As Black Bears Adapt To Humans In New England, Their Population Expands

Nov 5, 2019
Originally published on November 6, 2019 3:10 pm

Black bears are adapting their behavior in New England to meet seasonal food needs — they’re becoming more suburbanized.

New research shows the bear population in Massachusetts is expanding, even while the state’s human population is the third-most dense among U.S. states.

Kathy Zeller is a conservation researcher at UMass and co-authored the study. She said the bear population has grown from 100 bears in the Berkshires in the 1970s to almost 5,000 bears now.

“And that population is not only expanding in number, but is getting closer and closer to Boston,” Zeller said.

Zeller and I drove out to Hatfield, Massachusetts, to hike in the woods and look for signs of bears. 

“It’s a great example of bears living close to areas with human development,” she said. “A recent study that we did showed that bears that live close to human development sometimes take advantage of the supplemental food resources that are available in human areas.”

“Supplemental food” would mean bears aren’t out there merely looking for acorns. But what they’re looking for changes throughout the year.

“In human areas, there are supplemental foods that are high in calories like bird feed,” Zeller said. “Also unsecured garbage. There’s pet food, even agricultural crops. In the fall, when the crops become ripe and are nutritious to eat, bears like to feed on those as well.”

Zeller said the state of Massachusetts has been collaring black bears with GPS devices for 10 years. Among their observations: the bears are diurnal.

“They’re active during the day,” Zeller said. “They have some peaks in activity in dawn and dusk. So just like us — we’re moving around, we’re traveling to work in the morning, and then coming home in the evening. And they rest at night, just like we do.”

Researchers found the bears’ activity depended on where they were living, Zeller said.

“Bears that have this suburban housing density in their home ranges — they’re more used to it, they’re comfortable using it, and so they sometimes show a preference for these human-dominated areas,” she said.

And in those areas, she said, they found bears were actually altering their behavior.

“To be more nocturnal — to take advantage of these human food resources,” Zeller said. “And they were doing that not all times of year, but in the spring, when they’re coming out of hibernation. And then in the fall, they do it again.”

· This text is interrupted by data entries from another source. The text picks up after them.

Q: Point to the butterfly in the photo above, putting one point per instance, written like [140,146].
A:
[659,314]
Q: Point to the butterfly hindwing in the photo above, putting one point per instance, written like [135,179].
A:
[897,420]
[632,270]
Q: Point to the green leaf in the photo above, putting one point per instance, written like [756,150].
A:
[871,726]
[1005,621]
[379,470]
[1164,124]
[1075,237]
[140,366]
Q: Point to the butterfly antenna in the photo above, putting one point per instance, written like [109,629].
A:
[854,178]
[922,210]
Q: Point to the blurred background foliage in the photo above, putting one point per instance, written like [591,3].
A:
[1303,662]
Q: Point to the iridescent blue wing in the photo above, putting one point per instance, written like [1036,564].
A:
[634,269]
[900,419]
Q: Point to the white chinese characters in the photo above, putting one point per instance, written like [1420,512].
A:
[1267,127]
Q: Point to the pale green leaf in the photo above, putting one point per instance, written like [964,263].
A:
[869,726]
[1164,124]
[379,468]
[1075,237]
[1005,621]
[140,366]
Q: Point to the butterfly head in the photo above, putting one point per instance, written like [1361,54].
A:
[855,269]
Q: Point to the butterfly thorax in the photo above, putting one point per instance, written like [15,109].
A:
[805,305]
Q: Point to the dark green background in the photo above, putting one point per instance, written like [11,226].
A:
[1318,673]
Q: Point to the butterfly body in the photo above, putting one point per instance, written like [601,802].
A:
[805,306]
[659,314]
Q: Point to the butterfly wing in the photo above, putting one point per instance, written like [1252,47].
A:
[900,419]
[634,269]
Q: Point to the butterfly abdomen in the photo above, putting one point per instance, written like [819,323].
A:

Black bears were eating between 15,000 and 20,000 calories a day, Zeller said, during periods of hyperphagia, or excessive eating.

“To put that in terms of human food, that’s about eight large cheese pizzas a day, or five gallons of chocolate ice cream a day, and they’re doing this for multiple weeks at a time,” she said.

Zeller said the data suggest bears consider human interactions as risky. They weigh the risks and rewards of feeding in certain areas, and use the more human-dominated areas more at night — when the chance of interaction is lower.

There are obvious dangers with all this. One bear researchers tracked, named Fitz, was recently struck by a vehicle on I-91 and died — not far from where we were hiking.

“Bears come through here quite often, in fact,” Zeller said. “I believe just between here and the highway is where one of our bears denned one winter.”

If you happen to cross paths with a bear — and it didn’t hear or smell you coming — Zeller said you should first make yourself look big. And talk to it.

“That way it knows you’re human, and it won’t want to come any closer,” she said.

Hopefully, the bear will turn around and go away.

If it doesn’t?

“Backing away slowly is your best option,” Zeller said. “While continuing to talk to it. Let it know that you are there.”

As for us, we didn’t see any bears, or even signs of bears.

“They are out during the day,” she said. “But we were probably making too much noise. So if they were here, they likely just ran the other direction.”